Of Lists and Things

September 2011
Denver, Colorado

Caitlin mentioned that she experienced “reverse culture shock” upon returning to California after spending two years in Uganda. I get what she meant. I had no culture shock whatsoever when I first arrived in the United States, but after a summer in Costa Rica, Spain and France, it’s going to take me a little while to get used to this place. I mean, where are all the street artists and musicians? Why does everybody look so busy, and why are there so many laptops all around? What is with the insanely high number of choices in the supermarket and why is everything supersized? And I suppose I’ll have to get used to not having 16th century castles to hang out in.

Still, every so often, I lose myself in the reverie of the past few months.

How do you feel when you wake up in the morning? While in Spain, I would find myself in a different hostel bed in a new city every other morning, surrounded by strangers who’d become friends, in an unfamiliar land, and the feeling I had was one of absolute bliss. Of camaraderie, adventure and freedom. The absence of plans and of anything mundane. It got me thinking – perhaps I’d like to spend the rest of my life waking up to that feeling, to that sense of adventure. (Who needs a man? Just kidding. Universe, do send a nice young man along when you can find the time.)

Classes start next week, and already I’m flooded with to-do lists. Now, I’ve never been a compulsive list-maker, but I suppose grad school turns you into one because there really is so much to do! It’s a Sunday, school hasn’t started yet, but already my list is growing:

1. Look for jobs.
2. Buy shower curtain hooks (you see, buying just the shower curtain was quite pointless).
3. Send emails.
4. Unpack.
5. Organize photos on laptop.
6. Do laundry.

7. Pick up new I-20.

But there will always be things to do and tasks to complete, and I’m going to wind up spending each day checking things off a piece of paper.

*Blinding flash of light* and suddenly I see hordes of people in suits going off to work and living their lives according to a list. Is that what I want to do?
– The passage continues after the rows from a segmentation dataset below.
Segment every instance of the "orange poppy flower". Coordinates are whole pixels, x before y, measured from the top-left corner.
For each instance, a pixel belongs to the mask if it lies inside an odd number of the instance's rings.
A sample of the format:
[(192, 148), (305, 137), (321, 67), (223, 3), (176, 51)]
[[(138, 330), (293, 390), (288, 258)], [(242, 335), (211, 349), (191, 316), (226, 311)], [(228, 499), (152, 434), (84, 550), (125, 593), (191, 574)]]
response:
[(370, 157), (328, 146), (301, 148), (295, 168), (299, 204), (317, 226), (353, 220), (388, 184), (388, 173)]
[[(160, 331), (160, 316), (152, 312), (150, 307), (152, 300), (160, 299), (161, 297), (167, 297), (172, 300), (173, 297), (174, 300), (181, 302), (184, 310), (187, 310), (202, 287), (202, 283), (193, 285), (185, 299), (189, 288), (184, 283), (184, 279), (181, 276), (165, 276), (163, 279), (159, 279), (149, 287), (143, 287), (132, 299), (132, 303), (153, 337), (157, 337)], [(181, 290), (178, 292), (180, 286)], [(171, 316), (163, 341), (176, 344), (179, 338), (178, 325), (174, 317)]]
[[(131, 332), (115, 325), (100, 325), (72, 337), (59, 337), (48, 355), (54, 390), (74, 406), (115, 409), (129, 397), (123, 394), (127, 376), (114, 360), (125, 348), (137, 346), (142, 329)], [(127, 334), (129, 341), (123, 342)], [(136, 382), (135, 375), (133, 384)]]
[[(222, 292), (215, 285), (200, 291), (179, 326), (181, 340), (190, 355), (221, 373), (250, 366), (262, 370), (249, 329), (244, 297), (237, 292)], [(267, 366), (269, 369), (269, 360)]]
I’d rather hang out in one of the narrow cobblestoned streets of Granada with Antonio and listen to him play the guitar, thank you.

I know that probably sounds ridiculous, and perhaps a tad impractical. (“You’ve got your head in the clouds.” “Sooner or later you’ve got to return to ‘real life’. You’re still in vacation mode.” “Aiyo saami, your parents did not send you to grad school so that you could take up a vagabond life.”)

But it’s hardly as ridiculous as letting a list take over my life, is it?